The role of maintenance
There are three words that we use almost interchangeably—maintenance, inspection and repair—that mean three entirely different things. Here are the important distinctions:
- Maintenance. As the root word suggests, maintenance means proactive action to maintain airworthiness. Although some maintenance is commonly performed during a scheduled inspection (for example, cleaning and gapping spark plugs), many common maintenance items must be performed more frequently and cannot be deferred until annual inspection time. Examples include lubrication, oil change and corrosion prevention.
- Inspection. This is the process of checking to ensure that maintenance has been effective, and to detect and fix anything that’s broken. Inspections are generally done annually, supplemented by pre-flight, post-flight and other less formal checks.
- Repair. Repairs are done immediately to restore airworthiness if inspection or operation determines a system discrepancy or failure.

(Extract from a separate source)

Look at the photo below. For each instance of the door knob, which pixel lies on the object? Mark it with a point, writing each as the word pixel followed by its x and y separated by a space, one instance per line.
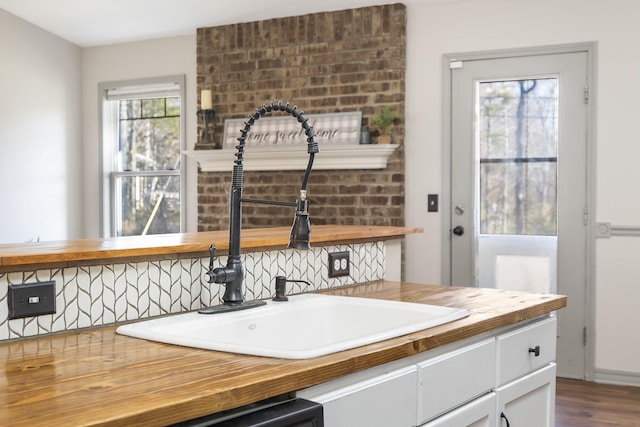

Most aircraft repairs cannot be deferred until the next inspection … by definition, the need for a repair means some part of the aircraft is not airworthy.
The biggest single gap in ownership knowledge I see is failure to understand the role of ongoing maintenance toward airworthiness, and how maintenance differs significantly from repair. Succinctly, we must perform regular maintenance to avoid the need for repair, and periodically inspect the aeroplane to determine whether our maintenance efforts have been effective.
In retrospect, my Cessna 120 experience early in my career was an example of failure to maintain and repair the aeroplane. I knew I had some electrical anomalies; I should have investigated and, if necessary, repaired or overhauled the generator long before I found myself aloft without lights or radio in the dark. Interestingly, even the annual inspection completed just before my flight did not catch this failure—flying the aeroplane and checking the electrical generating system is not a required part of the inspection. The onus was on me to detect and mitigate adverse trends, and report them to my aeroplane’s maintainers.
Pilots who fly well-maintained aircraft tell me they almost never have to cancel a trip because of an airworthiness issue, and they don’t worry about being stranded away from home with a mechanical issue because things almost never break. It’s the pilot who cuts corners and fails to maintain the aeroplane who finds the sudden need for repair impact flight schedules, and has inconvenient breakdowns away from home base that end up costing far more than a regular maintenance regimen would cost. The risk of inflight emergency is much greater for the pilot who defers maintenance or repair.
If you want to complete almost all of your trips on schedule (weather permitting), if you want to avoid being stranded away from home base, if you want to minimise the chances of inflight emergencies, and/or if your goal is to avoid large, unexpected repair bills, then put time and money into maintaining your aircraft properly. We need to replace a culture that encourages the normalisation of risk with one that promotes aeroplane utility and pilot enjoyment by properly maintaining aeroplanes continuously between (and not just at) required inspections. Demand nothing less than a fully airworthy, properly maintained aircraft.